In this paper we consider linearly constrained optimization problems and propose a loopless projection stochastic approximation (LPSA) algorithm. It performs the projection with probability $p_n$ at the $n$-th iteration to ensure feasibility. Considering a specific family of the probability $p_n$ and step size $\eta_n$, we analyze our algorithm from an asymptotic and continuous perspective. Using a novel jump diffusion approximation, we show that the trajectories connecting those properly rescaled last iterates weakly converge to the solution of specific stochastic differential equations (SDEs). By analyzing SDEs, we identify the asymptotic behaviors of LPSA for different choices of $(p_n, \eta_n)$. We find that the algorithm presents an intriguing asymptotic bias-variance trade-off and yields phase transition phenomenons, according to the relative magnitude of $p_n$ w.r.t. $\eta_n$. This finding provides insights on selecting appropriate ${(p_n, \eta_n)}_{n \geq 1}$ to minimize the projection cost. Additionally, we propose the Debiased LPSA (DLPSA) as a practical application of our jump diffusion approximation result. DLPSA is shown to effectively reduce projection complexity compared to vanilla LPSA.

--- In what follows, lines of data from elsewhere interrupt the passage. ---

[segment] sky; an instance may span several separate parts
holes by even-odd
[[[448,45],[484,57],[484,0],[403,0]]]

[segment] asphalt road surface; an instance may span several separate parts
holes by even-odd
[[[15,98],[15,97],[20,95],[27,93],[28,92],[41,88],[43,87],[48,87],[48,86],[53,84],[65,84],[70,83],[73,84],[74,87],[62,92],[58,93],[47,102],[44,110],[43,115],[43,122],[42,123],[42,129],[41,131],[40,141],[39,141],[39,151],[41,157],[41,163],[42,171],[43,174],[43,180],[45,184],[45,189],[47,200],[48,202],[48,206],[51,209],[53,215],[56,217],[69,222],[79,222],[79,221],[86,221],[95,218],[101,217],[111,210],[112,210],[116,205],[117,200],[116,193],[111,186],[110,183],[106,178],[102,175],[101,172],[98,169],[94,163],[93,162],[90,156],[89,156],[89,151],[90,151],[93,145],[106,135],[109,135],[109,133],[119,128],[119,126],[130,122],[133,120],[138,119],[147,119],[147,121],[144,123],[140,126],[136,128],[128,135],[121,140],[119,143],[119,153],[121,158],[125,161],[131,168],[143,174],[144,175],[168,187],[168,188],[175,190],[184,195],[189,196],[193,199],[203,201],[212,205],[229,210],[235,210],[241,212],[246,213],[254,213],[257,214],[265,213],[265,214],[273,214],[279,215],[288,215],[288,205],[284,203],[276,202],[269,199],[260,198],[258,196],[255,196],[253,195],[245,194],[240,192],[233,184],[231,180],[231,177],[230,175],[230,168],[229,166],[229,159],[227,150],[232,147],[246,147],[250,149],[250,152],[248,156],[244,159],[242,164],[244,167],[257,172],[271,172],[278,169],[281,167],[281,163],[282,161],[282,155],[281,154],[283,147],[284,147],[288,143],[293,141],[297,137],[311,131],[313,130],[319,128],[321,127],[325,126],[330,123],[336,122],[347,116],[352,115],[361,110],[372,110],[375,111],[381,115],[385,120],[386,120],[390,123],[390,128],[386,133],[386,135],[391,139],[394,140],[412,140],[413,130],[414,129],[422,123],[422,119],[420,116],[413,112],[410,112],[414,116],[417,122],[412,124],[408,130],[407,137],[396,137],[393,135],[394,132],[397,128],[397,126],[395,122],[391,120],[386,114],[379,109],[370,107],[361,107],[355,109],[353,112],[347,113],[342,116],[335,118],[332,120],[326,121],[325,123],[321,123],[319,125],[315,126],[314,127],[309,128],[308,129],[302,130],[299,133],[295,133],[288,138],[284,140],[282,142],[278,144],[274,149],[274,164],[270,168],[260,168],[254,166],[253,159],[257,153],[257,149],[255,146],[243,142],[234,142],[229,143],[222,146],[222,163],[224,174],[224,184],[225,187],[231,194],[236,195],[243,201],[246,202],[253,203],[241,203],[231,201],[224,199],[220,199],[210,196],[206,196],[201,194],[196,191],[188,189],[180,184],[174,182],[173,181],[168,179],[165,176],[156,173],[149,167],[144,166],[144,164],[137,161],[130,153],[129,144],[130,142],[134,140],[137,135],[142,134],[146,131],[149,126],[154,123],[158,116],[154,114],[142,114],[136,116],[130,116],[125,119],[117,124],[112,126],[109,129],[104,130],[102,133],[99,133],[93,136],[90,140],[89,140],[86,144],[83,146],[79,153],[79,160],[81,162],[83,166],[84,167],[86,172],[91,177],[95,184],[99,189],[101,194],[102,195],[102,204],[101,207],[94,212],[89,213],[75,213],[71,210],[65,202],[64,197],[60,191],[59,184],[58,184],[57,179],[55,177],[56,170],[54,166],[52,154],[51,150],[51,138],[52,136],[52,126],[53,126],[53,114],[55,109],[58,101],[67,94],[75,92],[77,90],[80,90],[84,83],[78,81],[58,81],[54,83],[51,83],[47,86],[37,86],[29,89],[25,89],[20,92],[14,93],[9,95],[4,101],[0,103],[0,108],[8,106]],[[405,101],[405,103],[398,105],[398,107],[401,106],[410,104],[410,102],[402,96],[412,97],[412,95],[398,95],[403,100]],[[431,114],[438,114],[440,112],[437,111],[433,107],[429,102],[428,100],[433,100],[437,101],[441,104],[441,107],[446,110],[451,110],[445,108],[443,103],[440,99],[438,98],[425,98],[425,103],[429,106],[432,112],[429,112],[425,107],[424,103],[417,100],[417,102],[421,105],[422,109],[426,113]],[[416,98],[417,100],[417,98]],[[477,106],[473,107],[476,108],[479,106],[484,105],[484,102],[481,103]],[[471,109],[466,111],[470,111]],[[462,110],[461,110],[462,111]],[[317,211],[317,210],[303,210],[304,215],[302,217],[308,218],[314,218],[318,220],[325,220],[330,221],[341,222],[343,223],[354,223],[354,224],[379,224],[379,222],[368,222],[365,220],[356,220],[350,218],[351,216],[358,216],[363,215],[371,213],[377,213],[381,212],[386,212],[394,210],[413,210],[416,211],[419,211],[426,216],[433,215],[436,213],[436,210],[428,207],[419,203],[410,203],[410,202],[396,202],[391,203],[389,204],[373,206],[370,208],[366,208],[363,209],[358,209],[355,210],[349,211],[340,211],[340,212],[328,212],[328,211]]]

翻译：本文考虑线性约束优化问题，提出了一种无环投影随机逼近算法。该算法在第n次迭代中以概率p_n执行投影以确保可行性。针对特定的概率序列p_n和步长η_n，我们从渐近与连续视角分析了算法性能。通过引入新颖的跳跃扩散逼近方法，我们证明了经过适当重标度的末次迭代轨迹弱收敛到特定随机微分方程的解。通过分析随机微分方程，我们识别了不同(p_n, η_n)选择下算法呈现的渐近行为。研究发现，根据p_n相对于η_n的幅度大小，算法呈现出有趣的渐近偏差-方差权衡并产生相变现象。该发现为选择最优项目代价的{(p_n, η_n)}_{n≥1}参数提供了理论依据。此外，基于跳跃扩散逼近结果，我们提出了去偏LPSA算法作为实际应用。理论证明，相较于原始LPSA，去偏LPSA能有效降低投影复杂度。